Living in a scent-free world
- Chronic conditions
- 21 Feb 2017
Living in a scent-free world
Working in a restaurant is an unfortunate way to learn that you’ve lost your sense of smell, says Alahree McDonell.
“I was around 19 at the time,” recalls Alahree of the day she realised, quite by accident, that she couldn’t smell anything. “I’d put cream on a dessert which was served to a customer, but I didn’t know that the cream had turned. The chef was furious.” That experience put an end to her dream of becoming a chef, but it was the beginning of a new journey into a life with anosmia, the medical term used for the inability to smell ‒ and the most common type of olfactory disorder, according to UK-based charity Fifth Sense.
Nobody knows for sure, but it’s estimated that about 5% of the population may suffer from severe hyposmia (reduced sense of smell) or anosmia, which can have a number of causes. In about 1% of cases, it’s congenital, meaning people are born with it. Some 70% of cases, including Alahree’s, stem from sinonasal disorders and allergies. Alahree has asthma as well as a condition called chronic rhinosinusitis (CRS), an ongoing inflammation of the nasal passages that interferes with mucus drainage. Other main causes include viruses (11%) and head injuries (5%). In around 6% of cases, no cause is ever determined.
“It’s not nothing”
Over the years, Alahree has tried to find possible solutions like the steroids she takes for her CRS and asthma, surgery to remove nasal polyps (teardrop-shaped swellings of the nasal lining) and even adjusting her diet, but she mostly just focuses on living her life. “There’s an acceptance. What can you do? You can’t live life in a heightened state of pity,” she says. Nevertheless, Alahree notes that anosmia does have a large impact on a person’s quality of life. She points out, for example, that about 80% of flavour comes from your nose. She can distinguish between the five main tastes ‒ salty, bitter, sweet, sour and umami (savoury) ‒ but she cannot tell the difference between strawberry and chocolate. “There’s no point taking me out to an expensive restaurant. All the subtleties are lost on me,” she says, noting that she relies on other things like texture and spiciness.
Of course, safety is another issue. “There have been a few dangerous incidents, like when my neighbour’s house was on fire and when my car overheated,” neither of which Alahree was aware of. Fortunately other people were around to do the smelling for her, but “you never adjust to how you pre-empt that kind of danger,” she says.
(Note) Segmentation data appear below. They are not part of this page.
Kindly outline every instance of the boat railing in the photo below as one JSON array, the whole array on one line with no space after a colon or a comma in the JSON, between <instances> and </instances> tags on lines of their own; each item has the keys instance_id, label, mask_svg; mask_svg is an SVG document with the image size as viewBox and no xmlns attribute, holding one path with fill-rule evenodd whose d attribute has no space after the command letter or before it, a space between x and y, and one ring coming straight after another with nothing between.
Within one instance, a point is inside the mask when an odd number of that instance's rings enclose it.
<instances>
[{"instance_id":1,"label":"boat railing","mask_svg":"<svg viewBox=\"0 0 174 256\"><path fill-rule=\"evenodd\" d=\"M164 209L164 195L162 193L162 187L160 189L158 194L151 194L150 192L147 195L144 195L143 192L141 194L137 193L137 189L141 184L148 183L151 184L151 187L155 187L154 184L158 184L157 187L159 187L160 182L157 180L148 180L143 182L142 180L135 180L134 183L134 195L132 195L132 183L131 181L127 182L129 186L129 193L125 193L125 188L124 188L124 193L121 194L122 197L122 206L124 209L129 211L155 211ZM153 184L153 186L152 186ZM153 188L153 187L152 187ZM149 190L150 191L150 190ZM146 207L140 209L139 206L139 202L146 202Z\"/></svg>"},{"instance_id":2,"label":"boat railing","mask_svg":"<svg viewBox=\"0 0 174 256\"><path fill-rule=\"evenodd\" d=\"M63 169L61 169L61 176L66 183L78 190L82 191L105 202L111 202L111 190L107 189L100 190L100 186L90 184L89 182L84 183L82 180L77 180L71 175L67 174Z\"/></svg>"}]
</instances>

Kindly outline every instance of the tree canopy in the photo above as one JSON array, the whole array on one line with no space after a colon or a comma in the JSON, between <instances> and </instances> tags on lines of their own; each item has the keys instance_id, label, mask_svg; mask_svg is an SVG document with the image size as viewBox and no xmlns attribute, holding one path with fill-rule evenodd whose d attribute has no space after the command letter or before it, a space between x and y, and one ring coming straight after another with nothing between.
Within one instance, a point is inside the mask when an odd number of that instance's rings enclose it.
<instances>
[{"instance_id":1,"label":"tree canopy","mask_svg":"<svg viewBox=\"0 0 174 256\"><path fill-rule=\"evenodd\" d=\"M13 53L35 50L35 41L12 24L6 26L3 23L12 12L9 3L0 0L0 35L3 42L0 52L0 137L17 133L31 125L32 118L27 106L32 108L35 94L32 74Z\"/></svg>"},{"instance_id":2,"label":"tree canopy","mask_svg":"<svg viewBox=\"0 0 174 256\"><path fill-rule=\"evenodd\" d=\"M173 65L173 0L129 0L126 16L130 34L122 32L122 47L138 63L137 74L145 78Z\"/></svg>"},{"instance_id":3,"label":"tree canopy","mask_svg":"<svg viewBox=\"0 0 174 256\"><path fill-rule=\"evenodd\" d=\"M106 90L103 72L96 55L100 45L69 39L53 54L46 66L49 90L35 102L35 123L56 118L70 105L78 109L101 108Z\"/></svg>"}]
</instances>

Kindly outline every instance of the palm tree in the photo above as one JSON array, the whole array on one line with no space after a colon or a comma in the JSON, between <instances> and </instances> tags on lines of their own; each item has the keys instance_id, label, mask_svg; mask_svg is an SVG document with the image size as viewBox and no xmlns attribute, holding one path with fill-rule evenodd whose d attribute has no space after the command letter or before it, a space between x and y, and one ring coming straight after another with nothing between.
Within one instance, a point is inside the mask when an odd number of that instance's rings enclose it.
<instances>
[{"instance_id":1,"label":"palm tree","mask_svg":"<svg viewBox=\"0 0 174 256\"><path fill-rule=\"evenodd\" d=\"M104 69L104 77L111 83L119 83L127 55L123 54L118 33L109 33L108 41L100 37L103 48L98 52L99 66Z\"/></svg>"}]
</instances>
And, as a mum, one of the most upsetting things for Alahree has been missing out on knowing the unique scents of her three children.
In her opinion, the healthcare system could do better at addressing the condition. “It’s seen as superficial compared to loss of other senses, but it’s not nothing,” she says. “They’ve overlooked the way it does affect you. It can contribute to things like depression, for example.” The Monell Center in the US wants to change that. It’s carrying out various scientific projects including testing whether healthy stem cells can be grown into functioning olfactory receptor neurons. Another ongoing study aims to identify the genes that cause congenital anosmia. This could allow scientists to learn about the underlying causes and potentially identify treatment options. Researchers have also been looking into “smell training”, a technique used to stimulate the sense of smell by repeatedly/methodically introducing odours, akin to how perfumers learn to distinguish among scents.
Alahree keeps an eye on new research findings, but at the same time she refuses to let anosmia get in the way of life. “I’m fortunate that I have all my other faculties. It’s just as well that I didn’t train to be a chef, but people are actually amazed that my cooking tastes quite good,” she quips.